The Master Key

Page 14

He soon caught up with it, but saw no one on deck, and the craft had a dingy and uncared-for appearance that was not reassuring. But after hovering over it for some time Rob decided to board the ship and rest for a while. He alighted near the bow, where the deck was highest, and was about to explore the place when a man came out of the low cabin and espied him.

This person had a most villainous countenance, and was dark-skinned, black-bearded and dressed in an outlandish, piratical costume.

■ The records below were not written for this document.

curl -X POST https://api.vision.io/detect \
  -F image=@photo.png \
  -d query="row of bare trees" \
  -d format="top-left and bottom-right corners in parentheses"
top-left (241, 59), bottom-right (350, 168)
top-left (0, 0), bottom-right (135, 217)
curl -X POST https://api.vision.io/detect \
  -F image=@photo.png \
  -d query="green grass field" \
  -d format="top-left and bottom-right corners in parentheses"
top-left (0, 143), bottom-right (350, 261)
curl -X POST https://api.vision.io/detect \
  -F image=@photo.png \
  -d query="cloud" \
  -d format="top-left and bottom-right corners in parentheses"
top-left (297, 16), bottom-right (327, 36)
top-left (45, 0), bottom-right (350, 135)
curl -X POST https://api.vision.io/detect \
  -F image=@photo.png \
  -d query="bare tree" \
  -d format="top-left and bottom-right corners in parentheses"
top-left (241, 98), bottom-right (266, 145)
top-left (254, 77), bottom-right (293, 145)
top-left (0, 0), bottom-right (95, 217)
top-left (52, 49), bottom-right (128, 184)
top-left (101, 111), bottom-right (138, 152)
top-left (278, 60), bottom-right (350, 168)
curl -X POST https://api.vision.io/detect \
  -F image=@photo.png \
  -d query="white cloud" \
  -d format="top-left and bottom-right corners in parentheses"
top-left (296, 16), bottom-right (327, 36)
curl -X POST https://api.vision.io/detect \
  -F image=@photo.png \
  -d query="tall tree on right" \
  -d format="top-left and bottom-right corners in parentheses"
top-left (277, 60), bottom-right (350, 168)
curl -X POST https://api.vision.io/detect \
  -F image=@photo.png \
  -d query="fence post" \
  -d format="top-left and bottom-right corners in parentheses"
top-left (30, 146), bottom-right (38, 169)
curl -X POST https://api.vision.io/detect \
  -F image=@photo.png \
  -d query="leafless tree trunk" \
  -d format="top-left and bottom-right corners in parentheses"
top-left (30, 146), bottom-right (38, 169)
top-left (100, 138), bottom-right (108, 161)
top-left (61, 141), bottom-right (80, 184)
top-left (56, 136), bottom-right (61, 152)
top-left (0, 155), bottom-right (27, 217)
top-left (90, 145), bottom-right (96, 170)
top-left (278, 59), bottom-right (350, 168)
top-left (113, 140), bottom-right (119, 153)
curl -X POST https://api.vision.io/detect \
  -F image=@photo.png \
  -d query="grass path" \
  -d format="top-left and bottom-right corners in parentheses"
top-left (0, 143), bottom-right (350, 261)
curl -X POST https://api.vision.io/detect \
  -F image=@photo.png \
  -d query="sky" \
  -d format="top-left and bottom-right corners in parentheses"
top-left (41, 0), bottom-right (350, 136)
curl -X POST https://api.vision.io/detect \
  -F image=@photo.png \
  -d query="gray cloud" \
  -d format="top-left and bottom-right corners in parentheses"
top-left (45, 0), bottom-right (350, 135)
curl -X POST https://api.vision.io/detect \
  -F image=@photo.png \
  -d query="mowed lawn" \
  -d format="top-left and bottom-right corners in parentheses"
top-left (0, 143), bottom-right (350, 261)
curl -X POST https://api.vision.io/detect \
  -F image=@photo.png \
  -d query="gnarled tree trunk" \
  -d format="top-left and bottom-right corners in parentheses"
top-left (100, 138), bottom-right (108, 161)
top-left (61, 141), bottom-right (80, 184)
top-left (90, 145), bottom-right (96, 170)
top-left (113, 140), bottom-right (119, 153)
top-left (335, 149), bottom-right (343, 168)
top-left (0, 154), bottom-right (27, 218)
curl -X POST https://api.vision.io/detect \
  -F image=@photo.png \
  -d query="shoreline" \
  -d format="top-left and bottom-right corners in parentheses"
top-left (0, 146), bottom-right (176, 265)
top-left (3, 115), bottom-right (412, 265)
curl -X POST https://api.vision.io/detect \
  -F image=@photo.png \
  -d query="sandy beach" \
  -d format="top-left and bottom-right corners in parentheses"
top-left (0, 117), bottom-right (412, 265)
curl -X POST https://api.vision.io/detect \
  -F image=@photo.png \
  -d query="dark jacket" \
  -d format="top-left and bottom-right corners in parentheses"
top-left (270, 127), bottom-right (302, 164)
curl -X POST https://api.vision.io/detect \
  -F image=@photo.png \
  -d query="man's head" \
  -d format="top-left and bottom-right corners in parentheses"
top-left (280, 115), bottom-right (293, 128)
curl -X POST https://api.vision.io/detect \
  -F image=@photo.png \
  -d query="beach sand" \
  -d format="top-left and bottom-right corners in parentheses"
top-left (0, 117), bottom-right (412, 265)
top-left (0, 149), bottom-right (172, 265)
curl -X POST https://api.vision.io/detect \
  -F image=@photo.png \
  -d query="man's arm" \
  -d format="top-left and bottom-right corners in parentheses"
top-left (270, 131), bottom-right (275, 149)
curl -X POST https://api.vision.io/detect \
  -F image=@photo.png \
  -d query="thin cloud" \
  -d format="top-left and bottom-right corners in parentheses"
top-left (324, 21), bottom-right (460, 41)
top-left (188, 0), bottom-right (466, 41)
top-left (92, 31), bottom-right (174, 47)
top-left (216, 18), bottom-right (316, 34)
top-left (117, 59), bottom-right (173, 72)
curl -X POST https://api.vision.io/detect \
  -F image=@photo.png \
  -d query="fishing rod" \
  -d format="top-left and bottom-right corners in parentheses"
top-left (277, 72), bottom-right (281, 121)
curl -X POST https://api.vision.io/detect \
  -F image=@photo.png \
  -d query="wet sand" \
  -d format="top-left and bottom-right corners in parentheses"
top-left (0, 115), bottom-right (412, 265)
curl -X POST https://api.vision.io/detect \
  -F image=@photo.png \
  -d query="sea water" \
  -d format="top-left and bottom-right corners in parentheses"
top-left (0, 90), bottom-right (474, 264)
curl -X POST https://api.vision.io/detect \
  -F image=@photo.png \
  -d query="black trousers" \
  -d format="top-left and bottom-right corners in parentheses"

On seeing the boy he gave a loud shout and was immediately joined by four companions, each as disagreeable in appearance as the first.

Rob knew there would be trouble the moment he looked at this evil crew, and when they drew their daggers and pistols and began fiercely shouting in an unknown tongue, the boy sighed and took the electric tube from his coat pocket.

The buccaneers did not notice the movement, but rushed upon him so quickly that he had to press the button at a lively rate. The tube made no noise at all, so it was a strange and remarkable sight to see the pirates suddenly drop to the deck and lie motionless. Indeed, one was so nearly upon him when the electric current struck him that his head, in falling, bumped into Rob's stomach and sent him reeling against the side of the vessel.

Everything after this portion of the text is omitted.